Brian Kerrigan Lawrence Buller Dan Beaman James Brewer


Described below is a methodology to provide a vibration free hard drive mount in a confined computer chassis such as a thin client or network computer. Use is made of a unique comformable interference fit to provide a cost efficient and easy to assemble means of mounting the hard drive in a rigid, solid manner. The method disclosed minimizes the space used to provide the required support while also minimizing the number of mechanical fasteners required. As shown in Fig. 1, the technique described is comprised of only two functional parts: the system chassis (10) and the hard drive bracket (20). Initially the hard drive (30) is attached to the drive bracket typically with screws at the traditional locations.
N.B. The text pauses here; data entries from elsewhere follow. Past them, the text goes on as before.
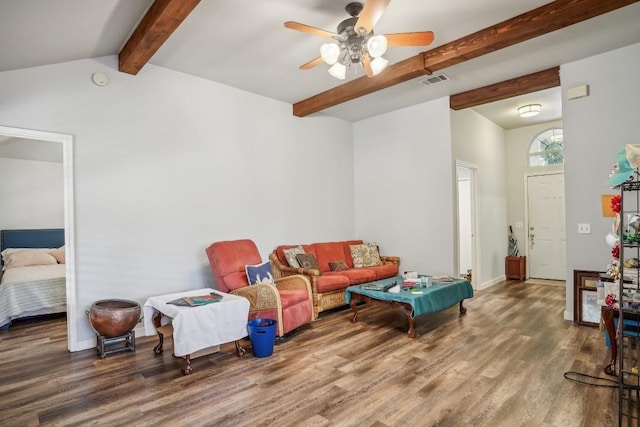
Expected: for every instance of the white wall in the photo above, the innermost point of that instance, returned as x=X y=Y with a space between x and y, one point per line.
x=465 y=221
x=481 y=142
x=32 y=194
x=518 y=141
x=595 y=129
x=166 y=163
x=404 y=185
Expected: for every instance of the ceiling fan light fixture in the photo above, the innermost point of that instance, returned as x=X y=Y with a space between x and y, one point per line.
x=338 y=70
x=529 y=110
x=377 y=46
x=330 y=52
x=377 y=65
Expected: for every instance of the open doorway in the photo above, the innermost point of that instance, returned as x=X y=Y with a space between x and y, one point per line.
x=65 y=142
x=466 y=176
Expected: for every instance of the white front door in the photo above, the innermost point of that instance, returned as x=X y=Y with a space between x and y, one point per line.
x=547 y=230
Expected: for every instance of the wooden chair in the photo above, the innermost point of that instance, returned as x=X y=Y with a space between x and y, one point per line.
x=288 y=302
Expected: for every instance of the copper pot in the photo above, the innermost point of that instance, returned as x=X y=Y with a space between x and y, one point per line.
x=114 y=317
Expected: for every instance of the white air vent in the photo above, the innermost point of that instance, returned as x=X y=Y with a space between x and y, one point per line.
x=431 y=80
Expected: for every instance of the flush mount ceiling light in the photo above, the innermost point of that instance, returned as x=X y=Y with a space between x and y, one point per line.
x=529 y=110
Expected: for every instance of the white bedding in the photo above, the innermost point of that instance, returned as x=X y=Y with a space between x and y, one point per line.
x=29 y=291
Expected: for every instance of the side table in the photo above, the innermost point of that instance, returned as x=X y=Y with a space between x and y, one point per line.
x=515 y=267
x=197 y=328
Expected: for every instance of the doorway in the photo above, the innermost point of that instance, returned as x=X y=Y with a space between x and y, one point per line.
x=546 y=230
x=466 y=175
x=66 y=142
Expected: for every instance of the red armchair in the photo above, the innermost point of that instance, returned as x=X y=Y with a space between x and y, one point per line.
x=289 y=302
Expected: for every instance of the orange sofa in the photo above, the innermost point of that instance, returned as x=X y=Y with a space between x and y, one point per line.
x=327 y=287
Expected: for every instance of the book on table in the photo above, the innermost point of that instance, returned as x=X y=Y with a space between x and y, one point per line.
x=383 y=287
x=196 y=300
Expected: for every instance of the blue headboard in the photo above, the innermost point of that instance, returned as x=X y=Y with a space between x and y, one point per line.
x=36 y=238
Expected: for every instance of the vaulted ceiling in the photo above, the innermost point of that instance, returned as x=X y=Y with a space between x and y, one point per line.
x=489 y=50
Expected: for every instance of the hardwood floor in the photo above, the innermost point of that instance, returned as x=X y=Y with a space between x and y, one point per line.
x=502 y=364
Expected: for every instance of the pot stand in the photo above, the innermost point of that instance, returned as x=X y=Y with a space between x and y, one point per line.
x=106 y=344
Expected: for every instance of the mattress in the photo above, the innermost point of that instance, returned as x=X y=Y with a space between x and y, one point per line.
x=28 y=291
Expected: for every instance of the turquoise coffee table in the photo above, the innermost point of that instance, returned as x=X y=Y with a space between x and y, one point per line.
x=439 y=296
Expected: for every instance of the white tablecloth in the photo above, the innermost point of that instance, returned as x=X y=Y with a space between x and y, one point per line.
x=196 y=328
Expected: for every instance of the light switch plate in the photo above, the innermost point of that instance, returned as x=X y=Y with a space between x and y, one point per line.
x=584 y=228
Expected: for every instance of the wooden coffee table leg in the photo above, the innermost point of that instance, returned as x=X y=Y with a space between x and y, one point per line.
x=412 y=331
x=239 y=350
x=607 y=318
x=463 y=309
x=354 y=306
x=187 y=370
x=157 y=317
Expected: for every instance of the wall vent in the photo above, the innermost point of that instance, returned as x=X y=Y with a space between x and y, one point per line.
x=431 y=80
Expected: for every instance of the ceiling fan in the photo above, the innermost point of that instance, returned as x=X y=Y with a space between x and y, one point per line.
x=356 y=42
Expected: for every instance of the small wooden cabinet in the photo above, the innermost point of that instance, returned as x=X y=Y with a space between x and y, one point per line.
x=515 y=267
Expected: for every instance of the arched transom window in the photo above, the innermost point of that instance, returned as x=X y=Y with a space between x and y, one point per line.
x=547 y=149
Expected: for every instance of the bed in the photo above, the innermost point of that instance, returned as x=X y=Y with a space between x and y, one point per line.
x=30 y=283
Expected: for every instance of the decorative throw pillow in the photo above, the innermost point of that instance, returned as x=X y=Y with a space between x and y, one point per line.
x=260 y=273
x=58 y=254
x=339 y=265
x=27 y=258
x=365 y=255
x=307 y=261
x=290 y=255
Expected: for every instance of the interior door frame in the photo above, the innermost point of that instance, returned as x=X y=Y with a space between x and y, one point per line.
x=475 y=269
x=69 y=238
x=526 y=209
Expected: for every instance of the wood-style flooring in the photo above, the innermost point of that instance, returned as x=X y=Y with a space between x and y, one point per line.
x=501 y=364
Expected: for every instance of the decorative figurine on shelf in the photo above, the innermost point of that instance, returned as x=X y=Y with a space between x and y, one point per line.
x=627 y=160
x=513 y=243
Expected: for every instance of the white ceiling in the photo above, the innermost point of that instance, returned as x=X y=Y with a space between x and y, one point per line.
x=245 y=45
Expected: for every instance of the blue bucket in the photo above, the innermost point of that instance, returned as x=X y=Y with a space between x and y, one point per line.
x=262 y=333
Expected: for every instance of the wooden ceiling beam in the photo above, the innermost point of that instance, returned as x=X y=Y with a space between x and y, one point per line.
x=160 y=21
x=542 y=20
x=534 y=82
x=393 y=74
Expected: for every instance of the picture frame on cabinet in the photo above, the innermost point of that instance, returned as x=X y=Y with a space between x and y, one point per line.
x=586 y=310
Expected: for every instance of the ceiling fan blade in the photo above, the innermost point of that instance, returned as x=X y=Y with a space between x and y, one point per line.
x=371 y=13
x=307 y=29
x=421 y=38
x=366 y=65
x=309 y=65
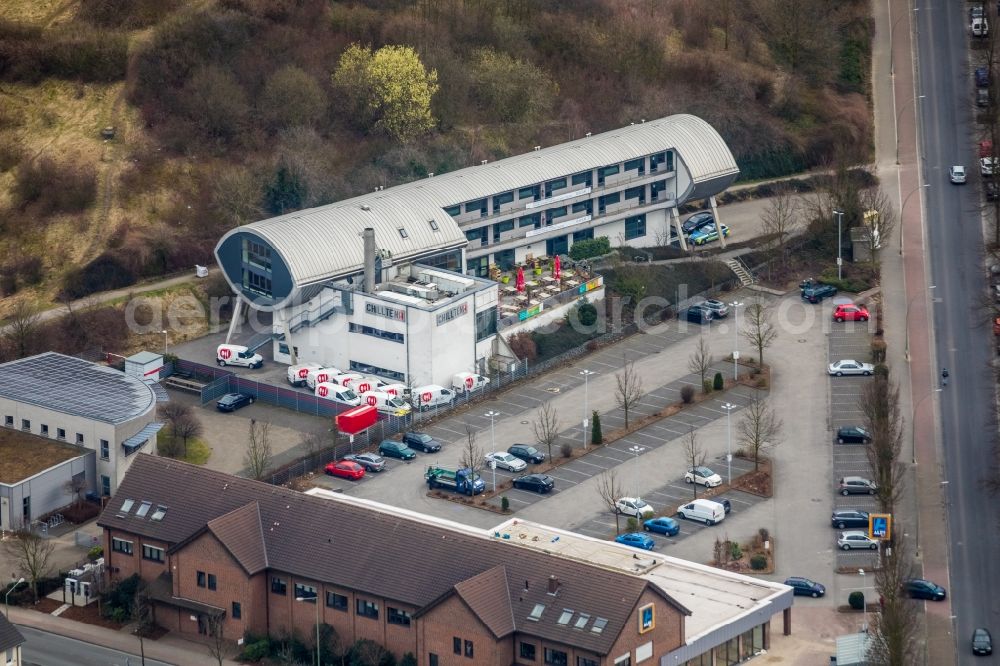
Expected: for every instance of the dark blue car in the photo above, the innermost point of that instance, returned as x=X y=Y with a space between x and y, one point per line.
x=636 y=540
x=663 y=525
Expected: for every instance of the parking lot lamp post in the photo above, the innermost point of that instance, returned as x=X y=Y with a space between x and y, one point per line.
x=586 y=403
x=636 y=450
x=729 y=407
x=6 y=598
x=736 y=305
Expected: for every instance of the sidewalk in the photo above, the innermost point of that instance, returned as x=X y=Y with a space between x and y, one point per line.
x=169 y=649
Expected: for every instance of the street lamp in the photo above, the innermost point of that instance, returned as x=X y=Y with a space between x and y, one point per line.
x=315 y=599
x=13 y=587
x=906 y=332
x=736 y=305
x=636 y=450
x=586 y=403
x=729 y=407
x=840 y=244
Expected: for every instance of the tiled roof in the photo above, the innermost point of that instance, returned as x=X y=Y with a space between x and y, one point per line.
x=341 y=543
x=10 y=637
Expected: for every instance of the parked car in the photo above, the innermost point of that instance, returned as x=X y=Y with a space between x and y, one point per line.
x=856 y=539
x=703 y=476
x=696 y=222
x=505 y=461
x=634 y=506
x=527 y=453
x=698 y=314
x=853 y=435
x=345 y=469
x=370 y=461
x=849 y=367
x=918 y=588
x=636 y=540
x=856 y=485
x=708 y=234
x=391 y=449
x=421 y=442
x=539 y=483
x=233 y=401
x=850 y=312
x=982 y=642
x=664 y=525
x=803 y=587
x=718 y=308
x=816 y=292
x=844 y=518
The two tabs (21) designed into the hard drive bracket engage the two respective lanced openings 11), shown in detail in Fig. 2, on the rear wall of the system chassis (10). For ease of assembly, a slight angle of typically 20 degrees provides clearance between the lanced chassis openings (11) and the tabs (21) on the hard drive bracket (20). As the drive bracket (20) is rotated into its final location (depicted by arrows in Fig. 1), the orthogonal clearance between the chassis flap (12) and the drive bracket tabs (21) is reduced, and once in place, becomes a slight interference fit. Once the tabs (21) are "leveraged" against the lanced chassis flaps (12), the two drive bracket mounting screws (not shown) are assembled. The interference fit, together with the two drive bracket mounting screws, fixes the hard drive bracket at the four corners horizontally, vertically, and rotationally, using only the two drive bracket mounting screws. The solution disclosed here and depicted in the figures provides an easy to assembly condition initially due to the larger gap clearances, yet holds the hard drive securely after assembly, with no mechanical deadband or system vibrational resonance. This technique can be adapted to any system hardware chassis that includes a similar chassis frame and hard drive mounting bracket.